Proposed legislation could be disastrous for the city's pit bulls.
Patricia Toth McCormick via Getty Images

For pit bull owners in Montreal, this is a stressful weekend.

The city’s municipal council is set to vote Monday on legislation that would ban residents from acquiring pit bulls and place severe restrictions on people who already have pit bulls as pets, CBC reports.

By the end of 2019, all dog owners in the city will be required to have their pets embedded with a microchip and get them spayed or neutered. But owners of dogs considered “pit bulls” under the new guidelines would additionally be required to undergo a criminal background check, keep their dog muzzled and on a leash less than four feet long in public and pay a $150 permit fee.

Mayor Denis Coderre has repeatedly championed the legislation as being in the interest of public safety, but the ban’s numerous opponents point out it will result in huge numbers of innocent, friendly dogs being put to death.

“There are a lot of low-income and homeless people in Montreal who simply won’t be able to afford all of the criteria they need in order to get the special permit,” Alanna Devine, animal advocacy director of the Montreal Society for the Prevention of Cruelty to Animals, told The Dodo. “Those dogs will have to be seized and have to be euthanized.”

Pit bulls without a home would suffer a similar fate, as the provisions would allow no new pit bull adoptions. The group’s shelters typically take in about 700 pit bull-type dogs each year, Devine said.

“And those animals can’t be adopted out, which means adoptable, behaviourally sound dogs and puppies would have to be put to death,” Devine told the CBC earlier this month. The Montreal SPCA said they would no longer provide dog-control services for the city if the ban goes through.

The proposed legislation defines a “pit bull” as an American pit bull terrier, a bull terrier, an American Staffordshire terrier, a Staffordshire bull terrier or a cross involving one of those breeds, according to CTV News. It also includes dogs that share physical characteristics with those breeds and crosses — a vague provision that opponents of the law worry could effectively cover any large dog with short hair and a big head.

Officials announced the proposed ban in June, 10 days after a loose dog mauled 55-year-old Christiane Vadnais to death in her own backyard. Police at the time characterized the dog as a “pit bull,” and the incident was widely publicized in the media as a pit bull attack.
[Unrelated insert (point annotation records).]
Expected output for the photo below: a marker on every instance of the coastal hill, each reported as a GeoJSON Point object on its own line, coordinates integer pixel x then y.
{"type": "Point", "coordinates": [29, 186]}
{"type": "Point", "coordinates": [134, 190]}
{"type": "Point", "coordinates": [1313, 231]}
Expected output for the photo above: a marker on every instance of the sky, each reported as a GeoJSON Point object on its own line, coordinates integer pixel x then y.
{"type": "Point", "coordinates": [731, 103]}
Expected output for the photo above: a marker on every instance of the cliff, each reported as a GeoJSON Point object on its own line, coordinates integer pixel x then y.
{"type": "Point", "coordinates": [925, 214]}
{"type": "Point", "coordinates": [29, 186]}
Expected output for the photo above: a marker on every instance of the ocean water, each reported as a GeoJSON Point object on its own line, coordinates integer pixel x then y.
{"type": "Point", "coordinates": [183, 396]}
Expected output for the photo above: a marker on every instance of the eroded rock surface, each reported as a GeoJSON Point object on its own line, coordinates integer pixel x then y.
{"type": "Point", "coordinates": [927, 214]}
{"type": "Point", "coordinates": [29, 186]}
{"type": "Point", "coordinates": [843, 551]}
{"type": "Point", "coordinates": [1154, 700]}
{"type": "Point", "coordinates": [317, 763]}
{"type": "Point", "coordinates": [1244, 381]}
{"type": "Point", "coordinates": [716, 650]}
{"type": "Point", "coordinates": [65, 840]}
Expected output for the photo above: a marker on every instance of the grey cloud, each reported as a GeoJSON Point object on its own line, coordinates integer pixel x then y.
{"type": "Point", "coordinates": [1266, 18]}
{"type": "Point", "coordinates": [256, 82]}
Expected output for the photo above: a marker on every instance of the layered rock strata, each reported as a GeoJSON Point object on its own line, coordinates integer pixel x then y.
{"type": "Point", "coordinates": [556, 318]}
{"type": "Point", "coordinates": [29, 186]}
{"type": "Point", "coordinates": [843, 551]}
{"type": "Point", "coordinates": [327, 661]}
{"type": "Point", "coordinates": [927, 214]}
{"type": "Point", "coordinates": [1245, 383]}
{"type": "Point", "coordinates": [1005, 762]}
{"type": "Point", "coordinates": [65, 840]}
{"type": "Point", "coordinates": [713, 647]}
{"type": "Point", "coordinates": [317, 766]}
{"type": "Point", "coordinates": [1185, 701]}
But it’s unclear if the dog in question was actually a pit bull — the dog was registered with the city as a boxer, and a police spokesperson told Radio-Canada this week that officers “have no expertise whatsoever” that would allow them to identify the breed of the dog.

Dog advocates have slammed the legislation as being based on fear and stereotypes.

“I think they should come out of their house and come see our dogs and see how they are,” pit bull owner Lynn Groulx told Global News during a September protest against the ban.